The UF building is expected to bring together scientists from a range of disciplines to enhance aging research on the campus. “This is a unique opportunity to have basic science, clinical, epidemiology, and health services researchers working under the same roof on a common goal of improving the health and independence of older adults,” says Marco Pahor, M.D., principal investigator of the grant and director of the UF Institute on Aging.
The facility will reportedly make it easier for mobility-restricted older adults to take part in clinical trials. There will be facilities for clinical-research recruitment and assessment, laboratories, training, conferences, and lifestyle intervention including an indoor walking track, demonstration kitchen, and a behavioral counseling suite.
The project is estimated to create or retain about 376 jobs, three quarters of which will be construction-related. The remaining jobs include 30 faculty positions as well as graduate assistants and support and administrative staff.
The new grant comes on the heels of a recent $64 million NIH research award to the UF Institute on Aging to study whether physical activity can help prevent mobility disability and other morbidities in older adults. Together the institute's researchers have more than 90 active NIH and other grants in basic, clinical, and translational science totaling more than $200 million and almost 150 pending grant proposals that would garner close to $200 million more.
For Berkeley Lab, today’s NIH grants bring its total ARRA funding to more than $240 million in areas covering energy, computing, and general science, as well as infrastructure projects. “The Recovery Act grants from NIH have allowed us to create quite a few new positions for scientists, technicians, research associates, and postdoctoral fellows as well as retain some jobs,” comments Joe Gray, associate laboratory director for life sciences.
The $12.8 million will go to 14 individual research projects ranging from disease investigation to the development of tools for medical researchers. The largest single grant is $4.2 million for a two-year research project to develop treatments for contamination by radioactive actinide particles such as those from nuclear accident fallout or a dirty bomb.”

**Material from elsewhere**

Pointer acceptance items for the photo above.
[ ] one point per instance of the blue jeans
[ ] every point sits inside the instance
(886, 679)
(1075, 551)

The only existing method of mitigating risks of actinide contamination is a treatment developed in the 1950s that must be given through an injection, which would not be viable in a situation where residents of an entire metropolitan area must be injected in a matter of hours. Further, this agent, known as DTPA, is effective only on a few actinides, Berkeley Lab points out.
Two molecules that have been developed at Berkeley Lab to sequester actinides can reportedly target a much wider range of actinides, the most well-known of which are uranium and plutonium. These compounds help excrete up to 90% of the radioactive particles within 24 hours. Additionally, given doses over subsequent days, nearly complete excretion is possible, the researchers say.
“The ARRA funding will enable us to proceed with preclinical development of two compounds that have been designed and tested,” says scientist Rebecca Abergel. “They are very promising. We have not observed major toxicity issues, and the efficacy is in the range we want it to be. What we want to accomplish in the next two years is to gather data to get approval from the Food and Drug Administration.”
The Berkeley Lab research group, led by GTSC director, Kenneth Raymond, will partner with SRI International and the Lovelace Respiratory Research Institute to conduct toxicology and pharmacology tests with the goal of filing an investigational new drug application with the FDA in two years.